Israel is well defended. Its ‘Iron Dome’ is a sophisticated missile defense system that is successfully intercepting the majority of the incoming attacks. However, the danger posed to civilian aircraft cannot be overstated, and as such, the airport is now closed to inbound flights.

Under the new plan, any incoming flights to Israel will be diverted to the southern city of Eilat (ETM). Passengers will disembark there, and the planes will then reposition back to TLV without any passengers onboard. This will enable outbound flights to continue operating from the main airport.

El Al 737-900ER
El Al says it will continue to operate flights. Photo: El Al

The Airports Authority says that this is designed to minimize the number of passenger-filled planes on the ground at any one time. This is perceived to be the moment of the most risk to the airport and its passengers. Cargo aircraft and private planes are still being allowed to land at Ben Gurion for the time being.

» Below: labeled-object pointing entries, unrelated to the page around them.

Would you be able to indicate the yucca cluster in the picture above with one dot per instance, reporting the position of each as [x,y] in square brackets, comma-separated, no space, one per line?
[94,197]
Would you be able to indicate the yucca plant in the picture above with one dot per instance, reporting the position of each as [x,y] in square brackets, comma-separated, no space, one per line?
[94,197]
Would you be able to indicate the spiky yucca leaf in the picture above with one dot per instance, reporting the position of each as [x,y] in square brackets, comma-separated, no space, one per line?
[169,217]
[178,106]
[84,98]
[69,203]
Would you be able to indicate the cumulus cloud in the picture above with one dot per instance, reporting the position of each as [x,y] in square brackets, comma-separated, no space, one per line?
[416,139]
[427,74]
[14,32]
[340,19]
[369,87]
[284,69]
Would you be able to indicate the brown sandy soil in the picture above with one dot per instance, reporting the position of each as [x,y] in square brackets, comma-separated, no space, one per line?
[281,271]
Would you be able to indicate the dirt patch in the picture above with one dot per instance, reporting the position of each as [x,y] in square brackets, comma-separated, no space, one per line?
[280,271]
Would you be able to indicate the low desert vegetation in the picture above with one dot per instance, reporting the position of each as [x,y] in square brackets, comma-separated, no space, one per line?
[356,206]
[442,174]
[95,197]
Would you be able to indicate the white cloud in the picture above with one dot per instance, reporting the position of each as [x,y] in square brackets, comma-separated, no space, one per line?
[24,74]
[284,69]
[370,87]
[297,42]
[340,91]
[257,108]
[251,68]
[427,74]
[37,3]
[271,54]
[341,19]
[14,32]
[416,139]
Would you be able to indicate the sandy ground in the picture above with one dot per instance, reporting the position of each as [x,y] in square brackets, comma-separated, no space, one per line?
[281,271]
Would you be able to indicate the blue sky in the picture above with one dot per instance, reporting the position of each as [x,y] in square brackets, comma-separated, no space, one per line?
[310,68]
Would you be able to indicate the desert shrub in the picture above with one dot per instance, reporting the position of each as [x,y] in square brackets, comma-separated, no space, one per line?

Although it’s still possible to get a flight to Israel, albeit with some diversion in place, many airlines have already suspended flights for the coming days. The US big three carriers have canceled services for several days. UK flag carrier British Airways has announced a suspension of flights for today, with plans to review the situation going forward.

Israeli airline El Al has said it will continue to run flights as scheduled, but that it is allowing passengers to change any tickets booked before May 19th without a fee. It has also opened up its inflight WiFi for WhatsApp messaging free of charge, to allow passengers to stay in touch with family and friends.